Dans « Le communisme primitif n’est plus ce qu’il était –Aux origines de l’oppression des femmes », l’anthropologue Christophe Darmangeat fait ainsi ce constat : « tout se passe comme si la légitime aspiration actuelle des femmes à abolir les discriminations qui les frappent devait à tout prix trouver un lointain appui dans les sociétés paléolithiques et dans l’absence supposée de division sexuelle du travail censée y avoir prévalu ». Or, ce n’est pas en fétichisant un passé fantasmé qu’on pourra concrètement améliorer le statut des femmes dans le présent et l’avenir.

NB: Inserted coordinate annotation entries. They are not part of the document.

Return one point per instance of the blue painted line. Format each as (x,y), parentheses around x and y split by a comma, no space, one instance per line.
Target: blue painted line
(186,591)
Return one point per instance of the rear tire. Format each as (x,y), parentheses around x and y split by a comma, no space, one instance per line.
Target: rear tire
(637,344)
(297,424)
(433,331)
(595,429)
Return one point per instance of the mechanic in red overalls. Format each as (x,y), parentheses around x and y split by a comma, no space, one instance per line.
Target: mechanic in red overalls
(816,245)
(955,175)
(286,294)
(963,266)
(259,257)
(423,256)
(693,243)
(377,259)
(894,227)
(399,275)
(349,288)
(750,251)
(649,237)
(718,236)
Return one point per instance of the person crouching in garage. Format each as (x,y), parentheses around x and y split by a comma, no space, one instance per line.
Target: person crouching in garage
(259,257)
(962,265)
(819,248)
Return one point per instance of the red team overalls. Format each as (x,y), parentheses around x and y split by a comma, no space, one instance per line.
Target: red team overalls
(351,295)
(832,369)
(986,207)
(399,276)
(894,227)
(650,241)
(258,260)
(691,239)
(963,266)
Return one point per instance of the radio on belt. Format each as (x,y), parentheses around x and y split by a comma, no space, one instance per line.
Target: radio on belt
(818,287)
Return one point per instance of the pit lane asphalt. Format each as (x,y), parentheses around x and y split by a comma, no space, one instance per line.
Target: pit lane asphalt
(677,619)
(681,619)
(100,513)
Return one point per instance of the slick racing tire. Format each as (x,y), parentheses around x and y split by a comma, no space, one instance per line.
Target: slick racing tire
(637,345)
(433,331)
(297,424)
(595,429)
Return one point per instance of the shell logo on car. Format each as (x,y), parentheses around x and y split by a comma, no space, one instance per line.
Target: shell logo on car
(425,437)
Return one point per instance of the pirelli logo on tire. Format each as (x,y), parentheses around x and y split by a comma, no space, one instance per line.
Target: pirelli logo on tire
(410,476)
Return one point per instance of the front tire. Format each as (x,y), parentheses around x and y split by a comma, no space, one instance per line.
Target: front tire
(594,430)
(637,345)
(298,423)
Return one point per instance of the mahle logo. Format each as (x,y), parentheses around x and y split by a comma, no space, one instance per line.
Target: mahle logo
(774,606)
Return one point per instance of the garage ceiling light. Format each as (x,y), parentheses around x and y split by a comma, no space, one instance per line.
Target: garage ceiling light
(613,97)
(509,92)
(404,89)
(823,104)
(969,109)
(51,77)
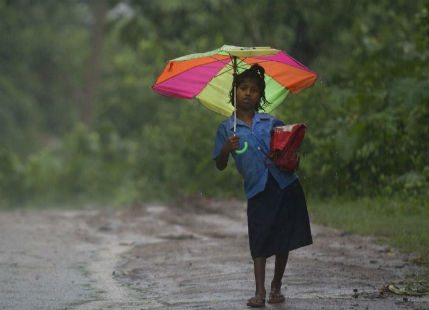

De fait, « c’est l’idée même qu’il existerait un lien univoque entre la place sociale occupée par les femmes durant une majeure partie du passé et la possibilité de leur émancipation actuelle qui est trompeuse. La possibilité de mettre fin à un rapport social (ou, ce qui revient au même, d’instaurer un rapport social nouveau) ne dépend pas de son ancienneté, mais du fait que les fondements de ce rapport sont perpétués et renforcés, ou au contraire sapés, par la dynamique générale de la société » (Anne Augerau et Christophe Darmangeat).
Néanmoins, ces constatations, ces hypothèses et ces représentations constituent sans doute un ferment important pour relancer un imaginaire instituant et se dégager de l’emprise patriarcale omniprésente…D’ailleurs, les quelques sociétés matrilinéaires ou matrilocales survivantes sont actuellement en voie d’extinction, ces isolats de pouvoir féminin relatif cohabitant de plus en plus avec l’emprise des États patriarcaux….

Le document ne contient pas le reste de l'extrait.